“There have been several restaurants in Seattle that have closed because of the [burdensome] laws that are coming down—that are hitting them—and the minimum wage is one of those”
While America is enjoying record low unemployment, some areas are actually experiencing the loss of jobs. In certain cities where progressive activists and politicians have forced increases in the minimum wage, restaurants who can’t keep up are closing and taking jobs with them.
Frank Connor of FOX Business highlights this report about Seattle from Stuart Varney:
Minimum wage strangling Seattle restaurant workers
Minimum wage increases may be costing Americans their livelihoods.
“There have been several restaurants in Seattle that have closed because of the [burdensome] laws that are coming down—that are hitting them—and the minimum wage is one of those,” Full Service Workers Alliance co-founder Simone Barron told FOX Business’ Stuart Varney.
Beginning in 2020, the city of Seattle will increase the minimum wage for companies employing over 500 workers from $16 per hour to $16.39 per hour.

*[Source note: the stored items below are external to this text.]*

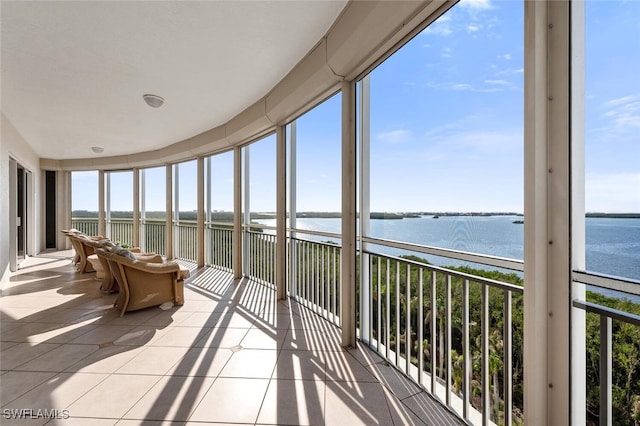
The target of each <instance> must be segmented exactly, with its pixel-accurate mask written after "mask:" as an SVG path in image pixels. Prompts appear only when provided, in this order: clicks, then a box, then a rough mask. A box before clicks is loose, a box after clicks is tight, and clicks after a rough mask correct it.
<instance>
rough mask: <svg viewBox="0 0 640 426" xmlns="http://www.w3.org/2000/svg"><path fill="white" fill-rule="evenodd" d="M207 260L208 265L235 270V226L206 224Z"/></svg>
mask: <svg viewBox="0 0 640 426" xmlns="http://www.w3.org/2000/svg"><path fill="white" fill-rule="evenodd" d="M205 259H206V260H205V263H206V264H207V265H212V266H217V267H220V268H223V269H227V270H231V269H232V268H233V224H225V223H207V224H206V227H205Z"/></svg>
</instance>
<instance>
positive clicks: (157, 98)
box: [142, 94, 164, 108]
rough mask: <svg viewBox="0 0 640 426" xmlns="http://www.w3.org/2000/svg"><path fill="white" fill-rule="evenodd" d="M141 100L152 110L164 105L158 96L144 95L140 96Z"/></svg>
mask: <svg viewBox="0 0 640 426" xmlns="http://www.w3.org/2000/svg"><path fill="white" fill-rule="evenodd" d="M142 98H143V99H144V101H145V102H146V103H147V105H149V106H150V107H152V108H160V107H161V106H162V104H164V99H162V98H161V97H160V96H158V95H150V94H146V95H142Z"/></svg>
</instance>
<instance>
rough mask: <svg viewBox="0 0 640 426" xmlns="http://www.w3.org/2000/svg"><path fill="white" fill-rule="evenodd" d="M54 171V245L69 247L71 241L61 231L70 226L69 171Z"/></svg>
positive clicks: (70, 246)
mask: <svg viewBox="0 0 640 426" xmlns="http://www.w3.org/2000/svg"><path fill="white" fill-rule="evenodd" d="M55 173H56V206H55V209H56V247H58V248H61V249H65V250H67V249H70V248H71V242H70V241H69V238H67V237H66V236H65V235H64V234H63V233H62V232H59V231H60V230H62V229H71V228H72V226H73V225H72V211H71V209H72V208H73V206H72V205H71V194H72V193H73V192H72V190H73V188H72V186H71V172H68V171H65V170H59V171H57V172H55Z"/></svg>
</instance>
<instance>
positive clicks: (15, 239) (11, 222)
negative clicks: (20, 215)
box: [9, 158, 18, 272]
mask: <svg viewBox="0 0 640 426" xmlns="http://www.w3.org/2000/svg"><path fill="white" fill-rule="evenodd" d="M17 270H18V163H17V162H16V160H14V159H13V158H9V271H11V272H15V271H17Z"/></svg>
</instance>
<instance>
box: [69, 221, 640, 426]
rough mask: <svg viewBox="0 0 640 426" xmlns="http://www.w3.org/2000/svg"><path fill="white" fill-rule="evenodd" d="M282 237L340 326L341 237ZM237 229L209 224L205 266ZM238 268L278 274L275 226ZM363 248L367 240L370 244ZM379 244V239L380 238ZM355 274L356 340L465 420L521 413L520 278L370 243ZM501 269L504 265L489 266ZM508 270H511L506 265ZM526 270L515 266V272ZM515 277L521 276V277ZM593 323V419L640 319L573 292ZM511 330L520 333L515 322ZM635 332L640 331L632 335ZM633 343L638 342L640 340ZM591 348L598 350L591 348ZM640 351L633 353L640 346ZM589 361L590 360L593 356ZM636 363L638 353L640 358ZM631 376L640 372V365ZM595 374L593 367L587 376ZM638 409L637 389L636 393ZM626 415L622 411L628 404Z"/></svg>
mask: <svg viewBox="0 0 640 426" xmlns="http://www.w3.org/2000/svg"><path fill="white" fill-rule="evenodd" d="M72 224H73V227H74V228H76V229H79V230H80V231H82V232H85V233H87V234H91V235H95V234H97V227H98V226H97V225H98V222H97V219H76V218H74V219H73V222H72ZM127 225H128V226H131V227H132V224H131V223H129V224H127V223H126V222H124V221H112V229H111V231H112V232H115V233H120V234H119V235H124V237H122V236H121V237H120V238H121V239H122V240H125V238H127V240H126V241H128V240H129V239H128V238H130V237H128V235H130V234H127V232H128V231H127V229H128V228H127ZM142 231H143V232H144V242H145V243H144V244H145V247H144V249H145V250H147V251H155V252H157V253H161V254H162V253H163V252H164V251H165V250H164V244H165V240H164V236H165V225H164V223H151V222H149V223H144V224H143V227H142ZM174 232H175V234H174V236H175V242H176V257H178V258H180V259H185V260H191V261H195V259H196V254H197V251H196V242H197V240H196V233H197V227H196V223H195V222H185V221H182V222H176V223H174ZM288 233H289V234H290V235H293V237H290V238H288V240H287V291H288V294H289V296H290V297H293V298H295V300H297V301H298V302H299V303H300V304H301V305H303V306H306V307H307V308H309V309H311V310H313V311H314V312H316V313H318V314H320V315H322V316H323V317H324V318H326V319H327V320H328V321H331V322H333V323H335V324H337V325H340V294H341V293H340V275H341V274H340V268H341V265H340V255H341V247H340V246H339V244H335V243H330V242H326V241H325V242H321V241H309V240H307V239H301V238H298V237H297V235H298V234H309V235H311V237H312V238H315V239H317V240H318V239H321V238H323V237H327V239H335V237H339V236H336V235H332V234H325V233H319V232H315V231H306V230H305V231H303V230H297V229H296V230H292V229H289V230H288ZM232 240H233V230H232V228H231V226H230V225H229V224H213V223H207V224H206V226H205V244H206V247H205V256H206V257H205V259H206V263H207V264H210V265H217V266H221V267H223V268H228V269H231V268H232ZM363 242H364V243H365V244H370V245H375V246H376V247H378V246H380V247H390V248H393V249H400V250H403V251H406V252H411V253H424V254H428V255H437V256H440V257H441V258H447V259H453V260H457V261H465V262H472V263H474V264H480V265H485V266H486V267H488V268H486V269H489V270H496V269H509V270H511V271H517V272H521V271H522V270H523V262H522V261H520V260H514V259H504V258H497V257H493V256H484V255H475V254H473V253H465V252H458V251H453V250H445V249H439V248H434V247H425V246H419V245H415V244H405V243H402V242H397V241H387V240H380V239H371V238H366V239H363ZM243 245H244V256H245V260H246V270H245V273H246V274H247V275H248V276H249V277H251V278H253V279H256V280H259V281H263V282H266V283H269V284H272V285H273V284H275V262H276V259H275V253H276V251H275V246H276V236H275V228H270V227H263V226H255V225H253V224H252V225H251V226H247V227H246V228H245V230H244V238H243ZM367 247H369V245H367ZM376 250H377V249H376ZM359 256H360V257H361V258H360V260H359V261H358V265H359V268H358V271H357V272H358V275H359V279H358V281H359V282H360V277H361V278H362V280H363V286H364V287H358V289H357V291H358V295H359V296H362V297H364V298H365V299H363V300H359V301H358V305H357V312H358V314H357V315H358V318H359V320H358V327H359V333H360V335H359V337H360V339H361V340H362V341H363V342H365V343H366V344H368V345H369V346H370V347H371V348H372V349H373V350H374V351H376V352H377V353H379V354H380V355H381V356H382V357H384V359H386V360H387V361H388V362H389V363H390V364H392V365H393V366H395V367H396V368H397V369H399V370H400V371H401V372H403V373H404V374H406V375H407V376H408V377H410V378H411V379H413V380H414V381H415V382H416V383H418V384H419V385H420V386H422V387H423V388H424V389H426V390H427V391H430V392H431V393H432V394H433V395H434V396H436V397H438V398H439V399H440V400H441V401H442V402H443V404H445V405H446V406H448V407H449V408H450V409H452V410H453V411H455V412H457V413H459V414H460V416H461V417H463V418H464V419H465V420H466V421H468V422H469V423H472V424H490V423H497V424H505V425H511V424H518V423H520V422H521V419H522V406H523V392H524V386H523V383H522V378H523V374H522V368H523V362H522V359H521V354H522V347H521V345H522V341H523V336H522V335H521V332H522V321H523V318H522V302H523V288H522V287H521V286H520V285H515V284H513V283H508V282H504V281H503V280H502V278H499V280H496V279H491V278H487V277H483V276H481V275H484V274H483V273H482V271H480V270H475V269H466V270H465V269H464V268H450V269H449V268H443V267H437V266H433V265H430V264H427V263H423V262H421V261H418V260H416V259H415V258H405V257H394V256H390V255H385V254H381V253H376V252H374V251H372V250H364V251H360V252H359ZM496 276H498V277H506V275H504V274H503V275H496ZM513 276H516V277H517V276H518V275H516V274H513ZM520 276H521V275H520ZM573 281H574V282H576V283H581V284H585V285H588V286H595V287H601V288H606V289H609V290H615V291H624V292H626V293H627V294H629V295H632V296H635V297H637V296H639V295H640V290H639V289H640V282H638V281H635V280H629V279H621V278H618V277H610V276H606V275H601V274H593V273H587V272H584V271H573ZM520 282H521V281H520ZM573 306H574V307H575V308H577V309H583V310H585V311H586V312H587V315H588V316H589V315H591V316H596V317H597V320H591V322H590V324H591V325H590V327H591V328H594V324H597V327H599V332H598V334H597V336H596V337H595V338H594V337H593V336H591V335H590V334H589V333H590V331H589V330H587V335H588V336H590V337H588V341H587V345H588V346H589V345H592V346H593V345H596V346H597V348H598V349H597V351H595V352H597V353H599V354H600V355H599V359H597V360H595V361H594V360H591V361H592V363H595V364H594V365H596V366H597V373H593V372H585V374H586V375H587V376H588V377H587V380H588V381H591V382H594V383H595V384H596V385H597V386H599V389H598V392H599V405H598V406H596V407H589V409H591V410H595V411H596V412H599V414H593V415H592V417H593V416H595V417H596V418H597V419H598V421H599V422H600V424H602V425H610V424H613V423H612V419H613V420H615V414H612V413H614V412H615V410H616V409H615V407H614V406H613V405H612V389H615V384H614V382H615V380H616V377H618V376H620V373H619V372H617V370H616V369H617V368H620V366H619V363H620V360H619V359H620V353H619V352H620V350H621V349H620V348H619V347H618V346H617V345H618V344H617V343H616V341H617V340H616V339H617V337H616V336H617V334H616V333H617V330H619V329H620V328H621V327H623V326H624V327H635V328H636V331H637V332H638V336H640V316H639V315H637V314H633V313H630V312H624V311H621V310H618V309H614V308H611V307H607V306H604V305H603V304H601V303H594V302H593V301H589V300H588V299H587V300H574V301H573ZM514 331H515V333H514ZM638 341H639V342H640V339H638ZM639 342H636V346H637V347H638V349H640V343H639ZM595 352H594V353H595ZM639 358H640V357H639ZM594 368H595V367H594ZM638 369H639V370H640V361H639V363H638ZM634 374H636V375H635V376H633V377H637V374H638V373H637V371H636V373H634ZM590 375H591V376H594V375H595V376H596V377H589V376H590ZM635 397H636V398H637V401H636V402H635V403H636V404H637V405H638V413H635V414H633V413H632V414H631V415H637V416H638V418H639V419H640V396H637V395H636V396H635ZM627 414H628V413H627Z"/></svg>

Companies employing 500 workers or fewer will see their required minimum pay increase from $15 per hour to $15.75 per hour in the new year—if they do not contribute $2.25 per hour to medical benefits or the employee does not earn $2.25 per hour in tips.
Barron herself is a victim of this mandated pay raise. The restaurant at which she currently works, her former place of employment, and the restaurant at which she was hoping to work will all be closing in 2020, she said.
“All of this is due to the minimum wage increase paired with other laws that are coming down through our city council,” she explained.
In the video below, Barron notes that food service workers did not ask for this increase and wonders if they could be exempted from it:
A similar thing is occurring in Sacramento, California.
CBS News Sacramento reports:
Sacramento Restaurants Closing Due To Imminent Minimum Wage Increase
With California’s minimum wage set to increase on January 1, restaurants facing high rent and staffing costs said it’s a price they can’t afford, which is forcing some to close their doors.
“It’s bittersweet. It’s been 14 years. It’s been a good run,” said Phil Courey, the owner of Opa! Opa! Greek restaurant in East Sacramento…
The minimum wage increase, which will hit $13 per hour, applies to businesses with 26 or more workers. Employers with fewer than 26 workers will have to pay a minimum wage of $12 per hour.
When considering his operating costs, Courey said it is just unsustainable.
“The wages are definitely a heavy pressure on us,” he said. “About 40 grand a year every time they jack up the minimum wage.”
Meanwhile, another popular Sacramento restaurant closed under pressure.
In South Sacramento, Perry’s restaurant along Highway 99 served their final meals on Sunday. Some customers who lined up for the last meal were dismayed.
“It’s really sad just thinking about this,” Patricia Smith said. “It’s an institution. This is a Sacramento institution.”
This is what happens when activists and politicians, many of whom have never owned businesses, are allowed to dictate policy to job creators.